Solo in tempi decisamente più vicini, gradatamente, attraverso la mentalità calvinista ai primordi e quindi quella socialista e socialdemocratica, il lavoro ha assunto un ruolo chiave per la dignità dell’individuo, che contribuisce alla società attraverso la sua fatica e viene nobilitato per questo suo sforzo. La realizzazione e l’inserimento sociale di un uomo dipendono ancora oggi grandemente dalla mansione da lui svolta, e nessun intellettuale si sognerebbe di svilire i lavori più umili, ben conscio della loro valenza all’interno del tessuto sociale.

Oggi questo modello che ha servito l’Occidente per secoli sembra destinato a cambiare radicalmente. Il lavoro potrebbe diventare sempre più scarso, le macchine e le intelligenze artificiali sono in continua evoluzione e, pur essendo pressoché impossibilitate a sostituire completamente le mansioni della nostra specie, continueranno ad appropriarsi di un numero sempre maggiore di posizioni lavorative, non creando un sufficiente numero di nuovi posti di lavoro. Questo scenario non sembra coerente con una società costruita sul concetto che ognuno è (anche) quello che realizza. Siamo al paradosso di temere quello che gli antichi immaginavano come un’irrealizzabile utopia: l’assenza di lavoro oggi non è più solo un bene, ma è un pericolo per la tenuta della comunità ed accresce il rischio che la forbice sociale torni ad allargarsi ancora di più.

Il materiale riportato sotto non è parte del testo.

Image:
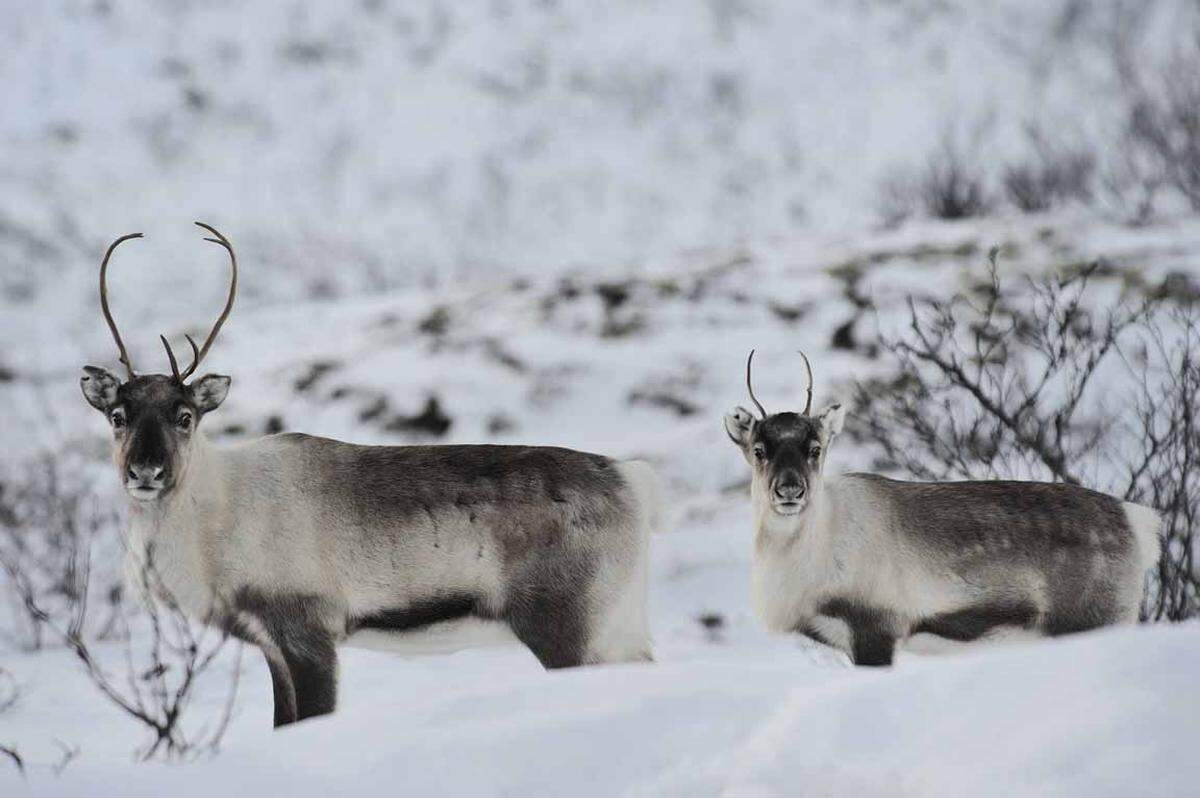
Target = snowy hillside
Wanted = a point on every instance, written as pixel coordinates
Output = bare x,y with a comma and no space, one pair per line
564,223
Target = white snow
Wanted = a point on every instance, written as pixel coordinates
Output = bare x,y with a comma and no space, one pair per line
499,160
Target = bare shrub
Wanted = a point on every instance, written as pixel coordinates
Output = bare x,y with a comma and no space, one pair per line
9,695
1054,174
1044,381
952,185
46,517
46,559
1164,120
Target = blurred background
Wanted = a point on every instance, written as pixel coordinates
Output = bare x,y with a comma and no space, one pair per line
568,221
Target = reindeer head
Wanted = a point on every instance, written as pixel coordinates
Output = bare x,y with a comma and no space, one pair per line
785,450
155,417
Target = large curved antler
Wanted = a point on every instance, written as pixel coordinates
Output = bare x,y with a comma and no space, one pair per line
808,367
199,352
103,301
754,399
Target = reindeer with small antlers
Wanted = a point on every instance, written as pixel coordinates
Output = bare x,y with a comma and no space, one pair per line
293,541
861,562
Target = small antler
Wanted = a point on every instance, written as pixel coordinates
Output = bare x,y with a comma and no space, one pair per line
103,301
808,367
750,387
198,354
171,357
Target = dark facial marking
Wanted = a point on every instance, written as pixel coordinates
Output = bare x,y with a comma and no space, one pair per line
784,447
300,627
151,436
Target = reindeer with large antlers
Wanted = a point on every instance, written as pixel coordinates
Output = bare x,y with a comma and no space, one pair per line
293,541
861,562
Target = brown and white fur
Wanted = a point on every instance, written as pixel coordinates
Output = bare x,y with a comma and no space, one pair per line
861,562
294,541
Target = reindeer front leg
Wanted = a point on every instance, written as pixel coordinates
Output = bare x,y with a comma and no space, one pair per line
873,633
294,634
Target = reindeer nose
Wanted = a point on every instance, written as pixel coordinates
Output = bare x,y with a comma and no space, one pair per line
147,474
790,491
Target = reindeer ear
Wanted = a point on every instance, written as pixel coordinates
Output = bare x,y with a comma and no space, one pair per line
738,424
209,391
100,388
832,420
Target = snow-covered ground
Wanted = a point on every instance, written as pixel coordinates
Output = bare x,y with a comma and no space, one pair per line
568,222
726,707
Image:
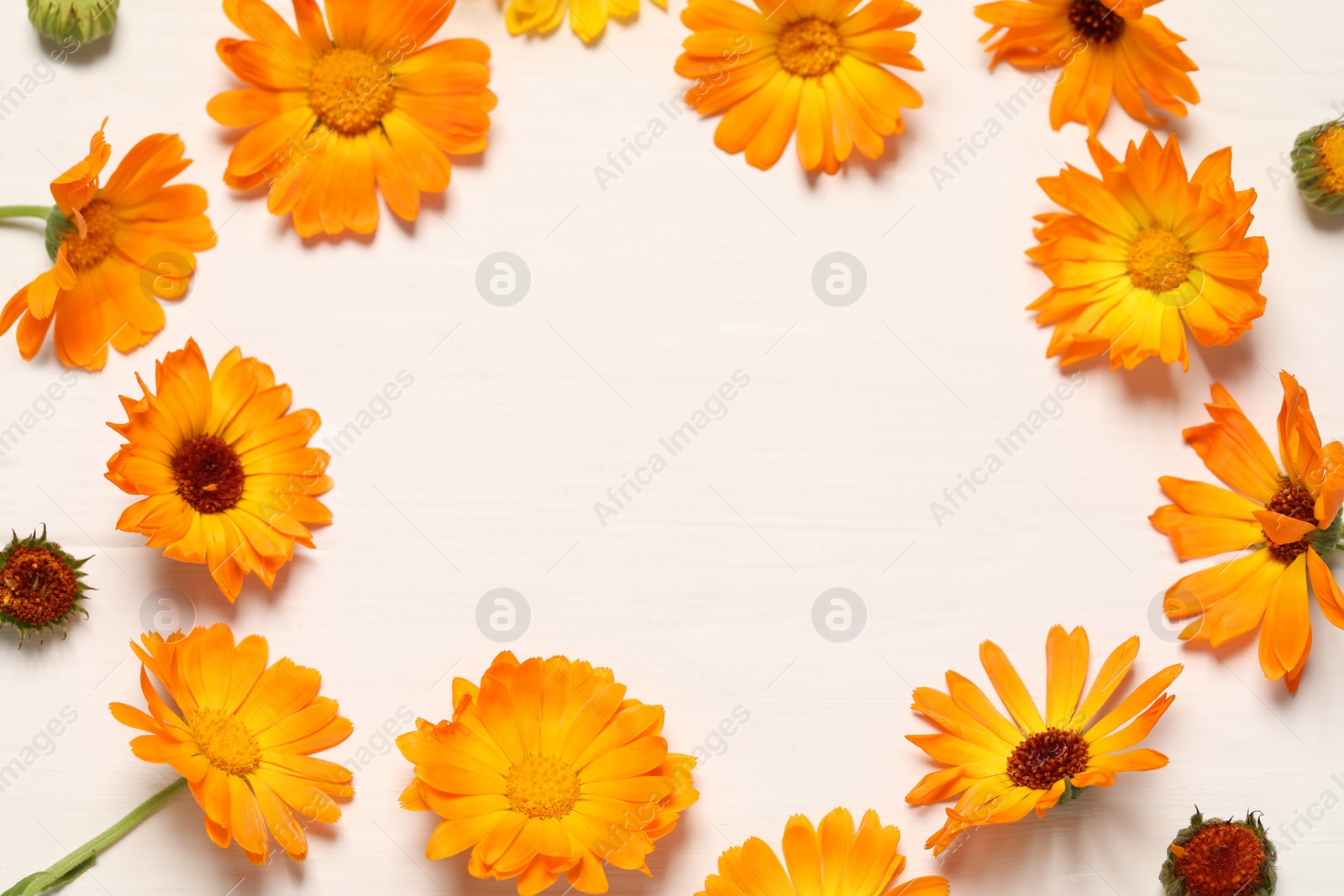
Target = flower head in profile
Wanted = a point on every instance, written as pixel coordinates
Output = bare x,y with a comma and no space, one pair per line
1216,857
1104,47
39,586
242,734
223,464
333,114
548,768
1144,251
588,18
1281,520
118,250
810,69
832,859
999,770
1319,164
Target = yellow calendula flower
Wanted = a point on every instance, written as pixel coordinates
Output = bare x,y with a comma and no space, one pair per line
548,768
833,859
1000,770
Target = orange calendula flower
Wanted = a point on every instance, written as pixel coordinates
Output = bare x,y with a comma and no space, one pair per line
242,734
1000,770
548,768
118,251
832,859
1146,251
226,466
1105,47
808,66
1290,519
333,114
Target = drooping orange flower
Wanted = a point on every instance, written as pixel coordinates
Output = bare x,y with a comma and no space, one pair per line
833,860
242,734
1000,770
1290,519
548,768
333,114
118,251
1104,49
1144,251
806,66
226,466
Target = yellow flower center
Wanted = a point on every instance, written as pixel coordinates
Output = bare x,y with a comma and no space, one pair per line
98,239
225,741
1297,503
542,788
1158,261
1095,20
1222,860
349,90
1047,757
810,47
1330,149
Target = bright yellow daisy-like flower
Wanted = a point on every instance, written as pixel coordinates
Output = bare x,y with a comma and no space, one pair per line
830,860
335,114
548,768
242,734
1290,517
1105,49
1146,251
225,465
813,67
588,18
118,251
1000,770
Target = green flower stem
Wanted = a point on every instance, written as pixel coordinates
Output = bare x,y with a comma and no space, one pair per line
24,211
82,859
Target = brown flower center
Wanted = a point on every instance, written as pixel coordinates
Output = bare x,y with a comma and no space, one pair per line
542,788
98,239
37,587
810,47
210,476
1297,503
1222,860
1046,758
225,741
1158,261
349,90
1095,20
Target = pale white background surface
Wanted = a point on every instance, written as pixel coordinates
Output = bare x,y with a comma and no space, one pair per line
645,298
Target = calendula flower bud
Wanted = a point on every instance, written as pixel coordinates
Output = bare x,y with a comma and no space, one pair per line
84,20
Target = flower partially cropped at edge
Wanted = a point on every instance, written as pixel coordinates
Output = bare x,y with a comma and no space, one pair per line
39,586
1000,770
333,114
833,860
1105,47
1288,520
118,251
242,734
804,67
225,465
1319,164
1146,251
548,768
588,18
1216,857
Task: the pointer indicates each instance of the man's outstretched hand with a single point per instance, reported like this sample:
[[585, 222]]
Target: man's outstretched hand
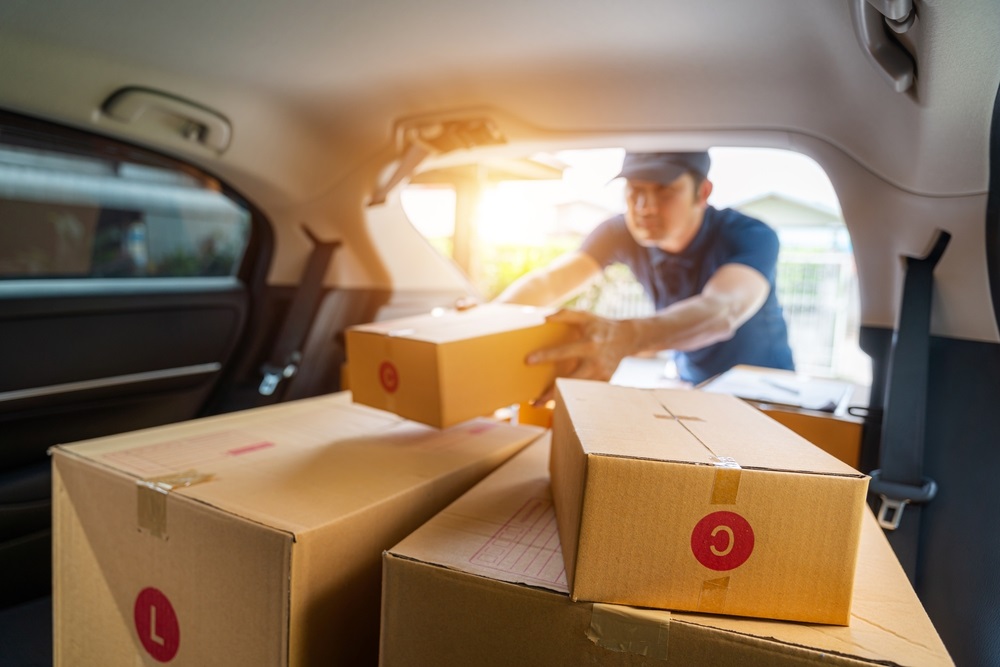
[[600, 345]]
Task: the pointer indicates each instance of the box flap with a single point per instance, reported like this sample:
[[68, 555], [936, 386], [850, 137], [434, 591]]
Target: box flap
[[445, 326], [504, 529], [342, 457], [687, 426]]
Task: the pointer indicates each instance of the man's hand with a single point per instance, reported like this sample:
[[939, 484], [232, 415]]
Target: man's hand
[[600, 346]]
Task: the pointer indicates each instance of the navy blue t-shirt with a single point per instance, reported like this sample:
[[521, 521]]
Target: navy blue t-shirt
[[725, 237]]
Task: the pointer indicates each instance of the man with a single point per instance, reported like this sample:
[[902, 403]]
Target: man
[[710, 273]]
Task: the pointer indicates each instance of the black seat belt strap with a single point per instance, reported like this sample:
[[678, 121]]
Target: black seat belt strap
[[899, 482], [287, 352]]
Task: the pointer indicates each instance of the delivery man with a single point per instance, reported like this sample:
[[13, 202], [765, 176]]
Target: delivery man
[[710, 274]]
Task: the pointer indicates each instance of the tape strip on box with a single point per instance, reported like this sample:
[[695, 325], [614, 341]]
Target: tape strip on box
[[151, 502], [727, 480], [630, 630]]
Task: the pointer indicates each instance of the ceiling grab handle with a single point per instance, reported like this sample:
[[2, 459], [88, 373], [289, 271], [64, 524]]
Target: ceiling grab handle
[[891, 60]]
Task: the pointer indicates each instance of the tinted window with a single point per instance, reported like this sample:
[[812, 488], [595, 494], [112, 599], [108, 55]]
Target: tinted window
[[76, 209]]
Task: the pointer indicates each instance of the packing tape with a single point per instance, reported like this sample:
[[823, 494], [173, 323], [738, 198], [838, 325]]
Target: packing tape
[[151, 501], [630, 630], [726, 486], [713, 595]]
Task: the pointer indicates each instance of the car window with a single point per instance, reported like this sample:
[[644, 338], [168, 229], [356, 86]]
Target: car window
[[72, 209], [520, 224]]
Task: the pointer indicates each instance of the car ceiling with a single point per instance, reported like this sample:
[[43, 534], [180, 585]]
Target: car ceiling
[[315, 92], [325, 80]]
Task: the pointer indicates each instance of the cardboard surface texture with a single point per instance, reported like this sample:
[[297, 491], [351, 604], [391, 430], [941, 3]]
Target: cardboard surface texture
[[483, 584], [447, 367], [253, 538], [688, 500]]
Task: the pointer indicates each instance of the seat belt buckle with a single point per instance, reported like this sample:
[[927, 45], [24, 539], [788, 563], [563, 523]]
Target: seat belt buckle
[[890, 512], [896, 496], [274, 375]]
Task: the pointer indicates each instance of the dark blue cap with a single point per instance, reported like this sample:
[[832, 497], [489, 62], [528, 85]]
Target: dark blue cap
[[663, 168]]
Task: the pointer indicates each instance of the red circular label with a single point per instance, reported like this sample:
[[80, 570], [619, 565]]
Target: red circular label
[[722, 541], [388, 376], [156, 623]]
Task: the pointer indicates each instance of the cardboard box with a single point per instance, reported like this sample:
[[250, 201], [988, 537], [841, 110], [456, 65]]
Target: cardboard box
[[483, 584], [793, 400], [253, 538], [687, 500], [449, 366]]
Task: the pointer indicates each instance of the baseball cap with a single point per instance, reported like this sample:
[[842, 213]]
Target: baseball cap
[[663, 168]]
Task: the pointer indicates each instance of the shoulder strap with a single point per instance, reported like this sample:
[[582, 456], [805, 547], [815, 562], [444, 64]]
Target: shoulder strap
[[899, 482], [287, 352]]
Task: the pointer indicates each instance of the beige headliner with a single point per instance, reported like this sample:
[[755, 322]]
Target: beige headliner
[[313, 90]]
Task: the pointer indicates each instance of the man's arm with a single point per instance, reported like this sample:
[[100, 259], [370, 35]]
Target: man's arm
[[554, 284], [731, 297]]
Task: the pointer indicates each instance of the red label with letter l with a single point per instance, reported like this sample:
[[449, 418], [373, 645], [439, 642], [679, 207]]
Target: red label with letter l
[[722, 541], [156, 624]]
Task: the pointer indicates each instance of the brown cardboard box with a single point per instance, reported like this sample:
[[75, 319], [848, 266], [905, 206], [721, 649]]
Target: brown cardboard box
[[253, 538], [446, 367], [687, 500], [793, 399], [483, 584]]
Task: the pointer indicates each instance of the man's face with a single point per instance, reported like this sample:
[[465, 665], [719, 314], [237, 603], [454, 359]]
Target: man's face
[[665, 216]]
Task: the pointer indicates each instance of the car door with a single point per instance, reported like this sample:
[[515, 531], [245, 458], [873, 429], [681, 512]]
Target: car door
[[126, 281]]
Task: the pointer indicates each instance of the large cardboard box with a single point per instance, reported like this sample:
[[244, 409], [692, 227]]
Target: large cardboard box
[[449, 366], [688, 500], [483, 584], [818, 410], [249, 539]]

Filostrato fu un abile retore della scuola della seconda sofistica. In un suo breve trattatello, l’Eroico, il filosofo avanza una diversa interpretazione dell’età dell’Oro rispetto a quella proposta sino ad allora: una società basata sulla raccolta di vegetazione spontanea può comunque commerciare, seppure senza la corruzione del denaro. Un ragionamento simile potrebbe essere applicabile anche alla nostra realtà in questo momento di forte transizione in cui attraverso lo scambio non più di materia, sempre più automatizzato, ma di informazioni è possibile creare nuova ricchezza. 

Resta comunque interessante interrogarsi attraverso i what-if sulle reali possibilità che abbiamo di vedere un mondo in cui il lavoro manuale è pienamente meccanizzato, in primis chi dovrebbe decidere sull’utilizzo dei robot?
E ancora in che modo una simile società potrebbe premiare il merito, ammesso che ritenga sensato farlo?
Risulta evidente che una sfida del genere richiedere un cambio di approccio non solo verso noi stessi e le nostre ambizioni, ma anche verso il nostro sempre più contraddittorio sistema. Se le menti umane non sono state in grado di pensarne uno migliore, forse le loro figlie, ovvero le intelligenze artificiali, ci supereranno e ci ricondurranno verso l’Eden perduto. O, se va male, verso Terminator.